Living in a place by the coast where one can overlook into the vast insular horizon marks the starting point for the design of this house. Grounded at 320m above sea level, the first floor houses two bedrooms, a bathroom and the garage, all frankly opened towards the Atlantic.
On a lower, free flowing level, the living, dining and cooking areas are layout, along with a third bedroom with en-suite bathroom. The pronounced living room’s ceiling mirrors the sloping plane that forms part of the green roof, in an attitude of blending in with the landscape. The same bias follows onto the intermediate platform, where an opposite gentle slope forms a connection between the building and the natural site, merging them.
A fusion between outdoor and indoor areas is also present, expressed here through a large covered outdoor space in front of the social areas of the house, extending and simultaneously protecting them from direct sunrays, improving the thermal comfort. It’s also a buffer zone between the house and the infinity pool, built at the same level.
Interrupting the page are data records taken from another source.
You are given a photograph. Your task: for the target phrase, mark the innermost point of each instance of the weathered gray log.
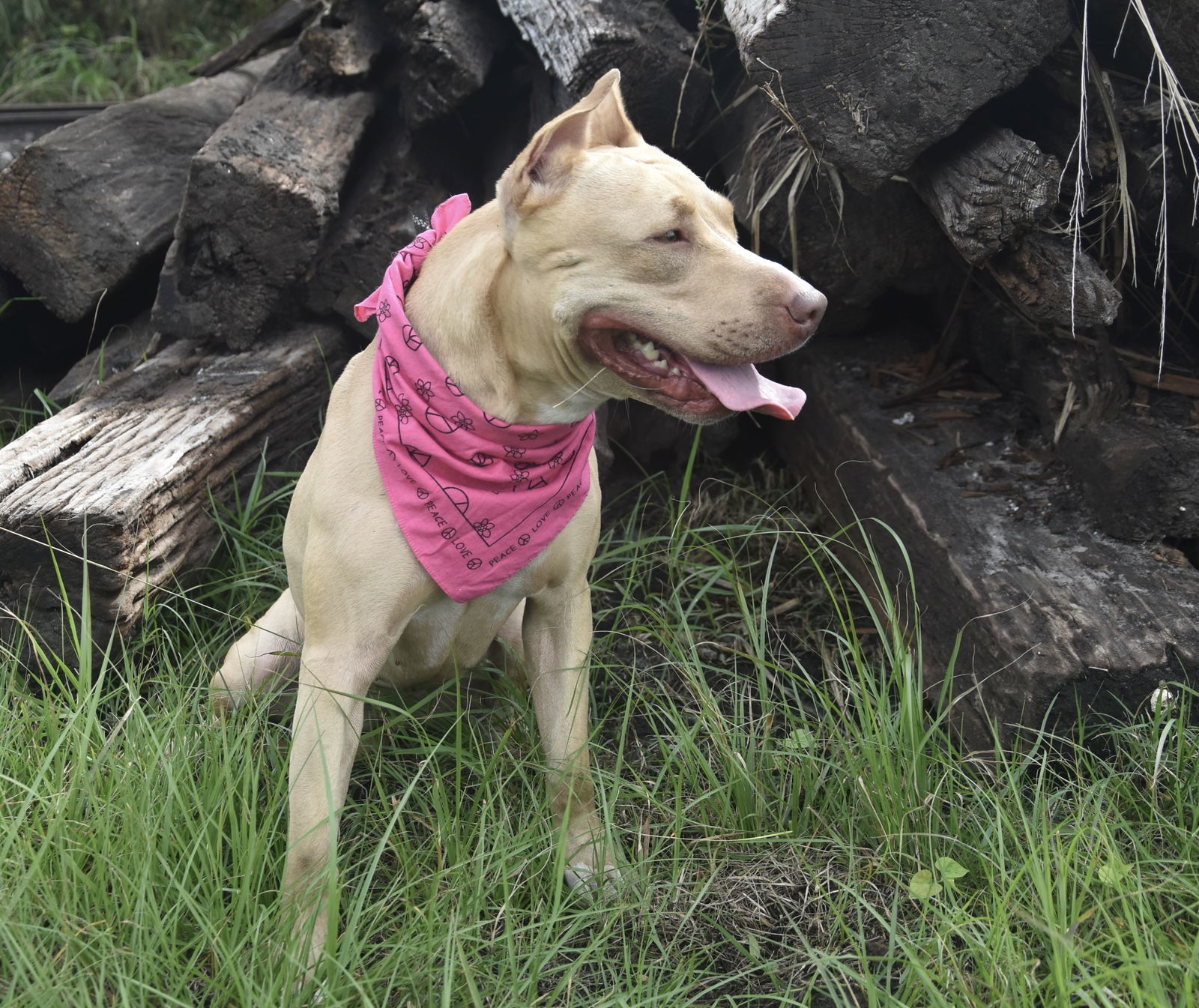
(259, 197)
(581, 40)
(875, 84)
(281, 24)
(124, 476)
(1052, 615)
(986, 187)
(1051, 282)
(375, 222)
(125, 346)
(851, 246)
(450, 47)
(89, 204)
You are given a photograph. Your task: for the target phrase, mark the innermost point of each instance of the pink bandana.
(477, 498)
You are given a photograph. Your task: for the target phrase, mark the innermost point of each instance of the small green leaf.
(922, 885)
(949, 869)
(1114, 872)
(801, 738)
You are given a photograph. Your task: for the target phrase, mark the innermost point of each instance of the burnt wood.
(986, 187)
(853, 246)
(345, 41)
(1051, 613)
(579, 41)
(127, 476)
(873, 84)
(90, 204)
(279, 25)
(450, 46)
(378, 218)
(261, 194)
(1055, 283)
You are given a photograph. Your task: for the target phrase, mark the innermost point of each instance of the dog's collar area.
(477, 498)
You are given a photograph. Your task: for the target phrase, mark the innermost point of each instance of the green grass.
(794, 828)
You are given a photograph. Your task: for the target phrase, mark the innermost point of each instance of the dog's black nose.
(806, 311)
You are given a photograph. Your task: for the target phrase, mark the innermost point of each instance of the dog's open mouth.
(693, 387)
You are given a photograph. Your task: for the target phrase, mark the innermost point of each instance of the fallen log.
(581, 40)
(1054, 618)
(378, 218)
(261, 194)
(851, 246)
(875, 84)
(986, 187)
(1055, 283)
(90, 204)
(1133, 460)
(125, 480)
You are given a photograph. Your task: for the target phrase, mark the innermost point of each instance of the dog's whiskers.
(577, 391)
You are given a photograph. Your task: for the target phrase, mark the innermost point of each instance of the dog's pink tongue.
(740, 387)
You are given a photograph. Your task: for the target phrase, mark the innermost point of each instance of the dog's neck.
(469, 308)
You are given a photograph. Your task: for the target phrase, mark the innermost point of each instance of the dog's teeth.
(647, 349)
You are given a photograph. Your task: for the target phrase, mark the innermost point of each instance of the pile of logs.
(195, 257)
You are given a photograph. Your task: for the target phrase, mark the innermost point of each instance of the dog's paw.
(582, 876)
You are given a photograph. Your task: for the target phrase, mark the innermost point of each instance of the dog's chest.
(445, 638)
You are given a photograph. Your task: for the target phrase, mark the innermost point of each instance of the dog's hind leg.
(267, 651)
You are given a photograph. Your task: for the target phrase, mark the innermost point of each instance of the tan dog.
(603, 270)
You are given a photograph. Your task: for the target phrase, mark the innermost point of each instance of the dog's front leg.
(325, 740)
(557, 640)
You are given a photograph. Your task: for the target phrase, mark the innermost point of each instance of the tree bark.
(1053, 616)
(88, 205)
(986, 187)
(259, 197)
(581, 40)
(873, 84)
(450, 47)
(1053, 284)
(126, 478)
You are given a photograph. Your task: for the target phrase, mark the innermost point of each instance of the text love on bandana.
(475, 496)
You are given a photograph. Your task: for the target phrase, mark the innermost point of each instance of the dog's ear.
(543, 168)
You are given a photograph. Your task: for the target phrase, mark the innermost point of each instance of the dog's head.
(645, 275)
Outdoor-indoor barrier is further blurred when the large glass sliding windows are retracted.
A series of basalt stone walls are layout from this platform downwards, reshaping the natural site into a garden where hardy plants, adapted to this site’s conditions, are dispersed as a continuity of the locally found flora.
The ochre pigmented lime-based plaster that was selected as the exterior finish over the cork insulation follows the same principle, picking up earth tones from the surrounding landscape to further reduce the construction’s impact, paired with its bespoke and fragmented volume.